为了比较成年动物和胚胎动物修复关节软骨的潜力，我们用大鼠模型研究了股骨膝关节软骨表面缺陷后的早期过程。胎龄19d的胎儿，表面缺损人工损伤后48h，软骨细胞和细胞外基质均有显著反应。藏红花素O染色显示，伤后1h，创面周围细胞外基质的部分成分发生改变，并在24小时内从有限的区域扩散到整个膝关节软骨。伤后1~6h，创面周围软骨细胞c-fos表达呈一过性升高。创面在出生后1天，即伤后72小时仍然存在，但在出生后10天完全修复。相比之下，12周龄的成年关节软骨在损伤后48小时既没有观察到明显的反应，也没有观察到一过性的c-fos表达。然后，我们研究了细胞内钙离子浓度([Ca^&lt；2+&gt；]i)与诱导软骨中c-fos表达的关系。应用三磷酸腺苷或钙离子载体A23187增加软骨细胞c-fos的表达。1μMATP可使胎儿软骨细胞[Ca~(2+)]_i升高，而成人软骨切片则需1 mM。我们的发现表明，有一条明显活跃于胎儿关节软骨修复而不是成人关节软骨修复的信号通路，涉及细胞间ATP的转移，[Ca~(2+)&gt；]_i的升高，以及软骨中c-fos的表达。

项目成果

Nishikoori T.: "Factors contributing to signal transduction in cultures chondrocytes."The journal of the Japanese Orthopaedic Association. S935 (2001)

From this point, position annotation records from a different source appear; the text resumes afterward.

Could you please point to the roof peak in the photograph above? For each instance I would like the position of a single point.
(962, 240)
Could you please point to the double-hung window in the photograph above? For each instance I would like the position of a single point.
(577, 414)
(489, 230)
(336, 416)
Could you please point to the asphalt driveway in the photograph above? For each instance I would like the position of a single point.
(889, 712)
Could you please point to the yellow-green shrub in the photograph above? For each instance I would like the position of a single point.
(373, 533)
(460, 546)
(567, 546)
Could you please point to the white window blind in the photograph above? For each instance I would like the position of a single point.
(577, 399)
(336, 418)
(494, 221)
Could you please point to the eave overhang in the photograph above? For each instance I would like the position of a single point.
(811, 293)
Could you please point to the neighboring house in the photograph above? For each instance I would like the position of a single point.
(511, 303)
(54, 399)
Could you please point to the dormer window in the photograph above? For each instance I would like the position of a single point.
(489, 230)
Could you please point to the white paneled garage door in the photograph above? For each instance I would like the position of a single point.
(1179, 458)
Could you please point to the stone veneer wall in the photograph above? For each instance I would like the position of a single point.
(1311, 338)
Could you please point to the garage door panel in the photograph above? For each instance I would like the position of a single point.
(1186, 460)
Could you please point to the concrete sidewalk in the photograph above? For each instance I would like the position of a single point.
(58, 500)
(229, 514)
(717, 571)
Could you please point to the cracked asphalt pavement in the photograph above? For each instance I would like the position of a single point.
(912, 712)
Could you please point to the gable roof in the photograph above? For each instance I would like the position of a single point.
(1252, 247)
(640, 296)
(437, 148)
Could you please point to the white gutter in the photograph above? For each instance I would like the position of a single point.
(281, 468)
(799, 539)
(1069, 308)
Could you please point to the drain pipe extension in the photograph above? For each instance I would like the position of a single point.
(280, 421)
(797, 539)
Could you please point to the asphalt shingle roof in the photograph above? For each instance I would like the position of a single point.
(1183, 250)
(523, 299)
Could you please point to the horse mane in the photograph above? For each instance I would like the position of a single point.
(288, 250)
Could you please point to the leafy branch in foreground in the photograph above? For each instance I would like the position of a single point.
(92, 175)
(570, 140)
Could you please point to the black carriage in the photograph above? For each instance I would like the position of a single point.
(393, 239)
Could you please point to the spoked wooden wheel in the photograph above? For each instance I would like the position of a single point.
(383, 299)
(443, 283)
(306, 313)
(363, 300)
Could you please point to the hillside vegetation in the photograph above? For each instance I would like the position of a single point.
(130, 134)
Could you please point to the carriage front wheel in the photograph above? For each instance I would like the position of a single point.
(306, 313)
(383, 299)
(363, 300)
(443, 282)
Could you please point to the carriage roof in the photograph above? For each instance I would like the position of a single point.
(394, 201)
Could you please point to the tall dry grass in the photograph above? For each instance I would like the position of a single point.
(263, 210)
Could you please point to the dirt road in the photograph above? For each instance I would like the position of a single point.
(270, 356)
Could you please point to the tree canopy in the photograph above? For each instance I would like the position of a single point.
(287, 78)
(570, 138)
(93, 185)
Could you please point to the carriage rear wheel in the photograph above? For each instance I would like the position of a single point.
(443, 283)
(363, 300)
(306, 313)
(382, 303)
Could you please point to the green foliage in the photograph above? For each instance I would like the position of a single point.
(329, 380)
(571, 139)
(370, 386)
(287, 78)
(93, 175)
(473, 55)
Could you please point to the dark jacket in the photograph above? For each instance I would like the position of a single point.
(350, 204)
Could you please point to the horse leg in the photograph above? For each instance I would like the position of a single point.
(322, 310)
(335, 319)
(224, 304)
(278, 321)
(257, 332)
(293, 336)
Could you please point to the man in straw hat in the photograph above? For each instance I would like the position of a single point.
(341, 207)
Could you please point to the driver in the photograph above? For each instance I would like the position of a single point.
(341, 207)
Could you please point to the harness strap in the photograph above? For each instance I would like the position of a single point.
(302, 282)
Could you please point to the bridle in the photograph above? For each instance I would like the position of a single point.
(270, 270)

Nishikoori T.：“促进软骨细胞培养中信号转导的因素。”日本骨科协会杂志。

熊橋 伸之: "ラット胎児軟骨損傷における細胞内カルシウム濃度の上昇を介したc-fos遺伝子の発現"日本整形外科学会雑誌. 76・8. S1097 (2002)

Nobuyuki Kumahashi：“大鼠胎儿软骨损伤中细胞内钙浓度增加介导的c-fos基因的表达”日本骨科学会杂志76・8（2002年）。

錦織 哲也: "培養軟骨細胞のシグナル伝達系に関与する因子"日本整形外科学会雑誌. 75・8. S935 (2001)

锦织哲也：“培养软骨细胞信号转导系统的相关因素”日本骨科学会杂志75・8（2001）。

Kono T.: "ATP induce proliferation of chondrocytes."The journal of the Japanese Orthopaedic Association. S1141 (2003)

Kono T.：“ATP 诱导软骨细胞增殖。”日本骨科协会杂志。

熊橋 伸之: "胎児軟骨損傷の修復過程におけるP2Y2受容体の役割"日本整形外科学会雑誌. 77・8. S987 (2003)

Nobuyuki Kumahashi：“P2Y2受体在胎儿软骨损伤修复过程中的作用”日本骨科学会杂志S987（2003）。